Money Is A Tool
(This is a potential excerpt from an upcoming book – please tell me what you think.)
Money is a tool none of us is taught to use properly.
This could seem arguable and unimportant, but it is neither. It is in fact hard to overstate both the importance of this lack of teaching or the power of the tool.
Money is the most ubiquitous, flexible and powerful tool in our lives, and so it is extremely dangerous not to teach people how to use it properly.
Consider just three uses of money, two good, one bad.
- Pricing a derivative option
- Effective allocation of donations to a charity
- Credit card debt to buy luxury goods
You might think the first two items are deliberately obscure, but they’re not. Derivative pricing is one way of creating insurance, (hedge funds initially got their name due to their strategy of “hedging” or insuring with derivatives) a pretty important and powerful tool. Without insurance or hedging, entire industries would be so volatile as to perhaps be unmanageable, or too costly to scale up.
On a different spectrum, we can choose how to donate to charity by comparing how many lives our donation might save or improve. Most people follow their emotions with this, which isn’t wrong, but the Effective Altruism movement tries to provide large-scale donors guidance on where and how their dollars might make the most difference to the world – which couldn’t happen without money being used in the calculation. As a tool, it can and does save millions of lives.
And then there’s the consumer credit and luxury goods industries which deploy decades-learnt psychological marketing techniques to put hundreds of millions of people on the wrong side of the compound interest equation – which FIRE enthusiasts consistently misquote Einstein saying was the greatest mathematical discovery, the eighth wonder of the world or even the most powerful force in the universe (he probably never said any of it).

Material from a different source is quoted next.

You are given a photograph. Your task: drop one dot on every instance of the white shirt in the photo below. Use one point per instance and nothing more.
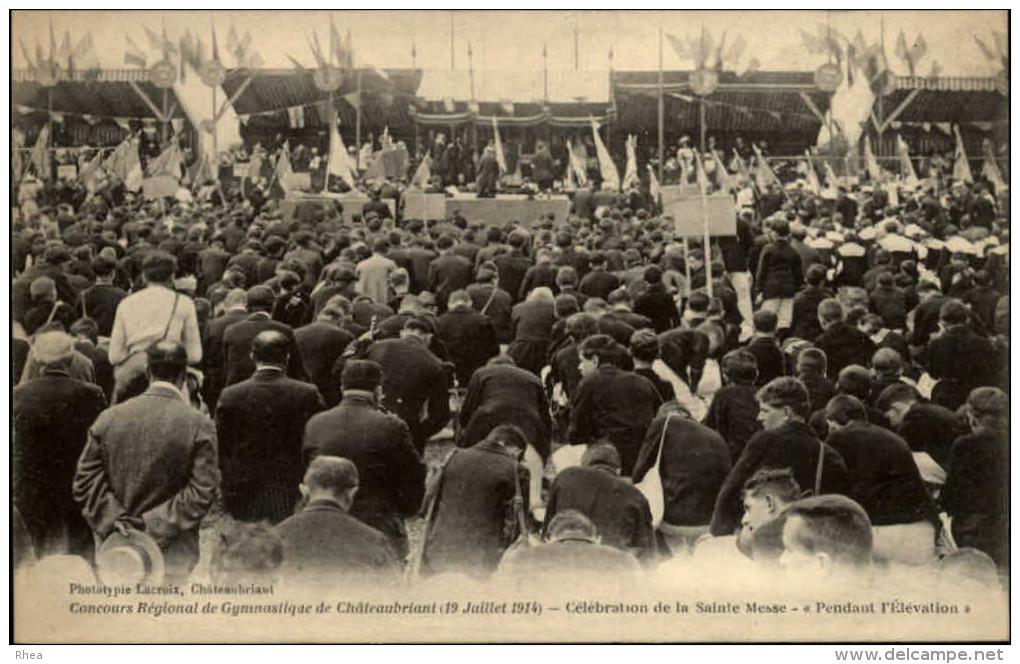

You know which of the three you were taught.
Perhaps not at school, but we all know which was the last one that sent us some information. I’ve never had a letter through my door offering me a free course on derivative pricing (a course I have actually done, badly) nor have I ever seen a glossy advertisement for effective altruism. But my credit cards are my most regular correspondents, and I can’t avoid ads for expensive things that will supposedly make me more attractive, or complete me. Good luck with that.
These are just three of the functions the money tool offers. There are countless others, too many to even start listing, and so powerful that they drive most of our entire civilisation.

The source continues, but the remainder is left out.